12. İdare Mahkemesi davanın reddine 14/9/2007 tarihinde karar vermiştir. Kararın ilgili kısımları şöyledir:

''... 5233 sayılı Terör ve Terörle Mücadeleden Doğan Zararların Karşılanması Hakkında Kanunun “Kapsam” başlıklı 2. maddesinin 1. fıkrasında; bu Kanunun, 3713 sayılı Terörle Mücadele Kanununun 1 inci, 3 üncü ve 4 üncü maddeleri kapsamına giren eylemler veya terörle mücadele kapsamında yürütülen faaliyetler nedeniyle zarar gören gerçek kişiler ile özel hukuk tüzel kişilerinin maddî zararlarının sulhen karşılanması hakkındaki esas ve usullere ilişkin hükümleri kapsadığı, “Karşılanacak Zararlar” başlıklı 7. maddesinde; bu Kanun hükümlerine göre sulh yoluyla karşılanacak zararların; a) Hayvanlara, ağaçlara, ürünlere ve diğer taşınır ve taşınmazlara verilen her türlü zararlar, b)Yaralanma, sakatlanma ve ölüm hâllerinde uğranılan zararlar ile tedavi ve cenaze giderleri, c) Terörle mücadele kapsamında yürütülen faaliyetler nedeniyle kişilerin mal varlıklarına ulaşamamalarından kaynaklanan maddî zararları kapsadığı, “Zararın Tespiti” başlıklı 8. maddesine; 7. maddede belirtilen zararların, zarar görenin beyanı, adlî, idarî ve askerî mercilerdeki bilgi ve belgeler göz önünde tutularak olayın oluş şekli ve zarar görenin aldığı tedbirlere göre, zarar görenin varsa kusur veya ihmalinin de göz önünde bulundurulması suretiyle, hakkaniyete ve günün ekonomik koşullarına uygun biçimde komisyon tarafından doğrudan doğruya veya bilirkişi aracılığı ile belirleneceği hususları kurala bağlanmıştır.

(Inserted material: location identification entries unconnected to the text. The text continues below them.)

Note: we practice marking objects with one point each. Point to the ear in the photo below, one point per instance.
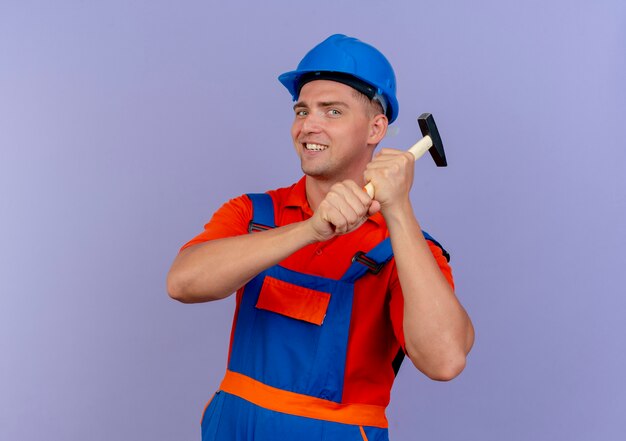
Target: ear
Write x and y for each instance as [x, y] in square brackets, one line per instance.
[378, 129]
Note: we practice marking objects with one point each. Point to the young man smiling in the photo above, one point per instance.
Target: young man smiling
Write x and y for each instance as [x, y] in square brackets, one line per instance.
[333, 287]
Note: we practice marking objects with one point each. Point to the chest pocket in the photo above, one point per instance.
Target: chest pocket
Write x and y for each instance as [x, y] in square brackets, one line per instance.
[293, 301]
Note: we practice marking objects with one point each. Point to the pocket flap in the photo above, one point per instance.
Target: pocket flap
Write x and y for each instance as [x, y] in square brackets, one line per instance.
[293, 301]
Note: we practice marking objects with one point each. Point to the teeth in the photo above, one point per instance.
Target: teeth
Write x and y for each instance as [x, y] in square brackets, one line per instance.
[316, 147]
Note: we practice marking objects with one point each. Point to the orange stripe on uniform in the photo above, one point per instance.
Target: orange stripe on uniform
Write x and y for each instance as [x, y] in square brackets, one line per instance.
[292, 403]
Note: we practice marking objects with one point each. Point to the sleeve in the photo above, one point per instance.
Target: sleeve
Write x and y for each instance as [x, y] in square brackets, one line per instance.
[396, 302]
[231, 219]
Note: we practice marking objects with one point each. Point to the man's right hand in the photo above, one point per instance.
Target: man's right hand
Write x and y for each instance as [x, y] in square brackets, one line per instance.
[344, 209]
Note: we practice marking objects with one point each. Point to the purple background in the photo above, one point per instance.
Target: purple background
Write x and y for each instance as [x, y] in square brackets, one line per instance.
[124, 125]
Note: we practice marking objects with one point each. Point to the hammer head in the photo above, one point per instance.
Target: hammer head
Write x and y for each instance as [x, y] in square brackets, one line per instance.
[429, 128]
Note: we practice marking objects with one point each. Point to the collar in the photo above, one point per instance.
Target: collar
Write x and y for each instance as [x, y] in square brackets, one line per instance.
[297, 199]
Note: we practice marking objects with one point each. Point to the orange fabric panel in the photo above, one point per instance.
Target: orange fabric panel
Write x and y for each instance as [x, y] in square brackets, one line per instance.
[363, 433]
[292, 403]
[293, 301]
[375, 337]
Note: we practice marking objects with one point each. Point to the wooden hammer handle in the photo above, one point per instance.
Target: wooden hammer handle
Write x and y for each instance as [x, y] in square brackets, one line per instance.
[418, 149]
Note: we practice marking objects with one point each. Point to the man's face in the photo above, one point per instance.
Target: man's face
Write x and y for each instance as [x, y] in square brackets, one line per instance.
[331, 131]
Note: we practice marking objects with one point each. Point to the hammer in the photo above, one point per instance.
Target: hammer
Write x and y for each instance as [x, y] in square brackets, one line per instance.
[430, 142]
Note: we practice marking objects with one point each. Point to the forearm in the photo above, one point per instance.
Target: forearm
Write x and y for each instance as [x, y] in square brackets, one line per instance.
[438, 332]
[213, 270]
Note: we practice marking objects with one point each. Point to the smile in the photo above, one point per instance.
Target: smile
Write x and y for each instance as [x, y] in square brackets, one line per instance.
[315, 147]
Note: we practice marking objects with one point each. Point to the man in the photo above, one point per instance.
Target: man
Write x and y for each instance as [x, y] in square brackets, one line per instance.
[333, 287]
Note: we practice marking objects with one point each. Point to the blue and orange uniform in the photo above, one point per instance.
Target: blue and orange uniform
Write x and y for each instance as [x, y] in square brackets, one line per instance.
[316, 340]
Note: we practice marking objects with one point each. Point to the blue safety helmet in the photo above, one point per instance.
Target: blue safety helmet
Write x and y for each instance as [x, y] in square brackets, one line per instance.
[349, 61]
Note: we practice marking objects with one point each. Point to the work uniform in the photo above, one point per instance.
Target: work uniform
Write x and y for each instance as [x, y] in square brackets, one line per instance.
[314, 348]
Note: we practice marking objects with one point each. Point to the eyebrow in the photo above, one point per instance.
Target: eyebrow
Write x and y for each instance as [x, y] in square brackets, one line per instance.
[322, 104]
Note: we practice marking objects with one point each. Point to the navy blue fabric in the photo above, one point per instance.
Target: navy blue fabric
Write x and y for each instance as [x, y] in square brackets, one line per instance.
[230, 418]
[292, 354]
[262, 209]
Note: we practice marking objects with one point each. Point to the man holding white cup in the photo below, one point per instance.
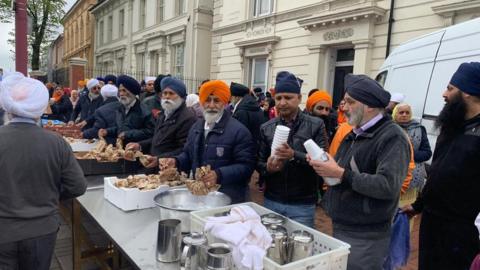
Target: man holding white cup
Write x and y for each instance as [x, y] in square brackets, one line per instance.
[291, 184]
[371, 163]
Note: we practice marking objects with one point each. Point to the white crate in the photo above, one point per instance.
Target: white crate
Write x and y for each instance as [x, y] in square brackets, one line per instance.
[130, 198]
[329, 253]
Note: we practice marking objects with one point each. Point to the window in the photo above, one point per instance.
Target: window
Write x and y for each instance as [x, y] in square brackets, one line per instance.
[160, 7]
[142, 14]
[262, 7]
[178, 56]
[121, 23]
[258, 72]
[109, 28]
[100, 33]
[181, 7]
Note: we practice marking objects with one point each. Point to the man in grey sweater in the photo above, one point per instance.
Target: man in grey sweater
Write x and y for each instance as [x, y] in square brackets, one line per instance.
[37, 170]
[371, 164]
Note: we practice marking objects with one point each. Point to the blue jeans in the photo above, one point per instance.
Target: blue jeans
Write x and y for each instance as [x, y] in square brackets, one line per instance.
[302, 213]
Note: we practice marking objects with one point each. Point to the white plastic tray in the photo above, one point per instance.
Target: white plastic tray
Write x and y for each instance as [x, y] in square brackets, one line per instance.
[329, 253]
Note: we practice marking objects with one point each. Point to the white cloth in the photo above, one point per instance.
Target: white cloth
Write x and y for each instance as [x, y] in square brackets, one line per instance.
[91, 83]
[397, 97]
[191, 100]
[148, 78]
[245, 233]
[109, 90]
[22, 96]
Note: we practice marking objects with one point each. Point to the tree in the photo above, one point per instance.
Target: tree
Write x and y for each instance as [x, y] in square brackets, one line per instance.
[45, 17]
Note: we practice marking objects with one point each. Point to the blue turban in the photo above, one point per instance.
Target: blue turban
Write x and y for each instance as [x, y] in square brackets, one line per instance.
[130, 83]
[366, 90]
[286, 82]
[175, 84]
[467, 78]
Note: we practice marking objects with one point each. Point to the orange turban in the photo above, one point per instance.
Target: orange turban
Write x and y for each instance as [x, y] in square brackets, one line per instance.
[321, 95]
[217, 88]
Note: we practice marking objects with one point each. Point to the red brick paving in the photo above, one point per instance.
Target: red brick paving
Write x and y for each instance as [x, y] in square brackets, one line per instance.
[324, 224]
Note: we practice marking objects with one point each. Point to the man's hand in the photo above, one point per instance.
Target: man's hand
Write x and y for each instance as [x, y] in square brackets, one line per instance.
[284, 152]
[408, 209]
[165, 163]
[210, 179]
[274, 164]
[152, 162]
[327, 168]
[134, 147]
[102, 133]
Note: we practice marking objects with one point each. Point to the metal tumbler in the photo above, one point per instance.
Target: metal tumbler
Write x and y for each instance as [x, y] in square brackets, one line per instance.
[169, 240]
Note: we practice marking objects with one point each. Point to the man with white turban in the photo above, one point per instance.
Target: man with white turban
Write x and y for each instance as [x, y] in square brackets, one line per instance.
[87, 105]
[37, 169]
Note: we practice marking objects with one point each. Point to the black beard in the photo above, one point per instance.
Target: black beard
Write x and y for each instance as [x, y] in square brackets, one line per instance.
[452, 117]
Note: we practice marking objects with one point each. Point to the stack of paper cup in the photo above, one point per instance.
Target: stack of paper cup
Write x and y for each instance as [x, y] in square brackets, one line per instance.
[280, 137]
[317, 153]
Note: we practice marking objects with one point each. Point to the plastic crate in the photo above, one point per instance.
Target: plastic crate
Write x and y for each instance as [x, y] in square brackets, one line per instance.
[328, 253]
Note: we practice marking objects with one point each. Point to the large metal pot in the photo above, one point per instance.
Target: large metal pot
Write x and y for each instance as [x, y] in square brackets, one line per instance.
[177, 203]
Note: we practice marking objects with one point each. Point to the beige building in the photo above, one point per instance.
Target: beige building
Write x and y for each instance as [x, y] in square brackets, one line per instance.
[320, 40]
[78, 34]
[151, 37]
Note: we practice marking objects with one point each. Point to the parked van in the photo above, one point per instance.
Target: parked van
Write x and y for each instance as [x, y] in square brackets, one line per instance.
[421, 69]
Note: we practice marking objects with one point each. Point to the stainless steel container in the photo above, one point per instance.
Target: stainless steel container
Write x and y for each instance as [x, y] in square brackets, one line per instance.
[194, 253]
[169, 240]
[219, 257]
[300, 245]
[278, 250]
[177, 203]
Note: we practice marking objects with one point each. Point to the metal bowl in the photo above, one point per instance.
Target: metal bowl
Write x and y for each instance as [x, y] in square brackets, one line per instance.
[177, 203]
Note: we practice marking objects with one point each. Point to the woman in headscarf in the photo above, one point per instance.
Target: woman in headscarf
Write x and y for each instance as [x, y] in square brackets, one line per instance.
[61, 106]
[402, 115]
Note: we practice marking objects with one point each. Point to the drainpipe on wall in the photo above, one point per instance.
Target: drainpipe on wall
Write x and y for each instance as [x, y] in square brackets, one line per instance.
[390, 24]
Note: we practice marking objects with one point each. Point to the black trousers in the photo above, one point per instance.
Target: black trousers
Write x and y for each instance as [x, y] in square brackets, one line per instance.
[446, 244]
[29, 254]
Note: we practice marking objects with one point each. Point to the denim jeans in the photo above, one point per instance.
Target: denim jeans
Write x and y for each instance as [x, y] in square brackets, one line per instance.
[302, 213]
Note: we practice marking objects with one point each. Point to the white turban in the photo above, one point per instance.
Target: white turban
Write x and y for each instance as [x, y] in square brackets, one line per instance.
[397, 97]
[92, 83]
[22, 96]
[147, 79]
[191, 100]
[109, 90]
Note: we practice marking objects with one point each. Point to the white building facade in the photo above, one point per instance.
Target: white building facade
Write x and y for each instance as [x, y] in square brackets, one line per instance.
[151, 37]
[319, 40]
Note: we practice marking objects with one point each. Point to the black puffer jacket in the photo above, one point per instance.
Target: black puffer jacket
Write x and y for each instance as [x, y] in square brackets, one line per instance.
[297, 183]
[250, 115]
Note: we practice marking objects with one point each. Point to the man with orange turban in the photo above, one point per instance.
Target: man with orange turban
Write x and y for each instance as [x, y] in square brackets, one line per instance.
[220, 141]
[319, 104]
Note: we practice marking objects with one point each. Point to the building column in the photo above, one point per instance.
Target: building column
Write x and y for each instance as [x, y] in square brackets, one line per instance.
[362, 60]
[317, 64]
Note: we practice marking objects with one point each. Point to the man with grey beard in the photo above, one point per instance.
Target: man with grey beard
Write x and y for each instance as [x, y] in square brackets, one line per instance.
[133, 123]
[172, 126]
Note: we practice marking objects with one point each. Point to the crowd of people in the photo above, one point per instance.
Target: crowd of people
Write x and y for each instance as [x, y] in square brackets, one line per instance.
[376, 149]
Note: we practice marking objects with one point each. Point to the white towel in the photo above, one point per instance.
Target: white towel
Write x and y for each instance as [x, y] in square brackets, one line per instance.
[245, 233]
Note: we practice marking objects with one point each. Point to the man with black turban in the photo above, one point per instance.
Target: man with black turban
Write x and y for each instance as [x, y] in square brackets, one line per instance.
[370, 164]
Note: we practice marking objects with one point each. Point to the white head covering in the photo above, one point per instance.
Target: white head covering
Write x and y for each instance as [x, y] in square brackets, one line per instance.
[148, 78]
[109, 90]
[397, 97]
[22, 96]
[191, 100]
[91, 83]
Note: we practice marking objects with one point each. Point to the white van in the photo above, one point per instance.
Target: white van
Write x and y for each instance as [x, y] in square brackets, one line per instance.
[421, 68]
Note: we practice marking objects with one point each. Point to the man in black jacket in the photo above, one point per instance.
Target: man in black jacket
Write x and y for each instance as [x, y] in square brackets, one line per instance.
[291, 184]
[246, 109]
[86, 106]
[371, 164]
[132, 122]
[172, 126]
[450, 200]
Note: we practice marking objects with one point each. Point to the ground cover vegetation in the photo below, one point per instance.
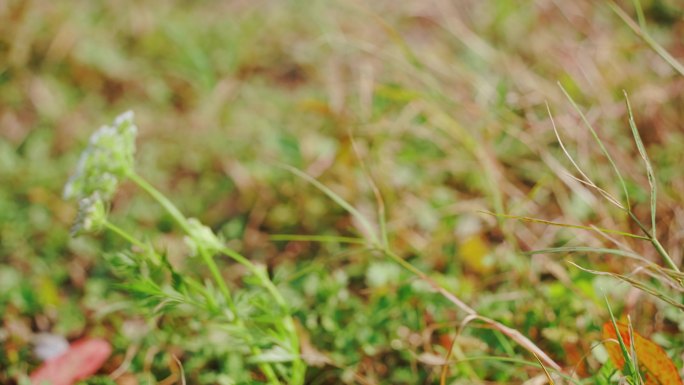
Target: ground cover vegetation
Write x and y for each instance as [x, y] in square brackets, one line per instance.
[324, 192]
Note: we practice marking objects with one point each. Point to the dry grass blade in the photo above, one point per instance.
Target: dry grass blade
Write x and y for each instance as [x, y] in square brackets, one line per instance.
[365, 223]
[601, 146]
[676, 65]
[585, 179]
[560, 224]
[633, 282]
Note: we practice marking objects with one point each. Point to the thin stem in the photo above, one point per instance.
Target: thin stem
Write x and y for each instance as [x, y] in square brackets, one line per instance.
[162, 200]
[656, 243]
[182, 221]
[125, 235]
[298, 366]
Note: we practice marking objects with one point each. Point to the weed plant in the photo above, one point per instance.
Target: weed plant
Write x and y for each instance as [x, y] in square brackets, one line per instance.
[261, 323]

Dava dosyasının incelenmesinden, davacılar tarafından, 21.09.1994 tarihinde Şırnak İli, İdil İlçesi, Hendek Köyünde öldürülen [E.E.nin] cesedinin yakınında arka kısmı paslanan patlamış bir havan mermisi bulunduğundan ve görgü tanıkları [A.K.] ve [G.K.nin] olayın havan topu ateşi sonucu gerçekleştiğini ifade etmelerinden dolayı, olayın gerçekleştiği tarihlerde yasadışı PKK/KADEK terör örgütü ile güvenlik güçleri arasında silahlı çatışmaların yaşandığı Damlarca Köyünden havan topu ve uzun namlulu silahlarla açılan ateş sonucu [E.E.nin] öldüğünün açık olduğu ileri sürülerek, murislerinin ölümü nedeniyle uğranılan zararların tazmini için yaptıkları başvurunun dava konusu işlem ile reddi üzerine bakılmakta olan davanın açıldığı anlaşılmıştır.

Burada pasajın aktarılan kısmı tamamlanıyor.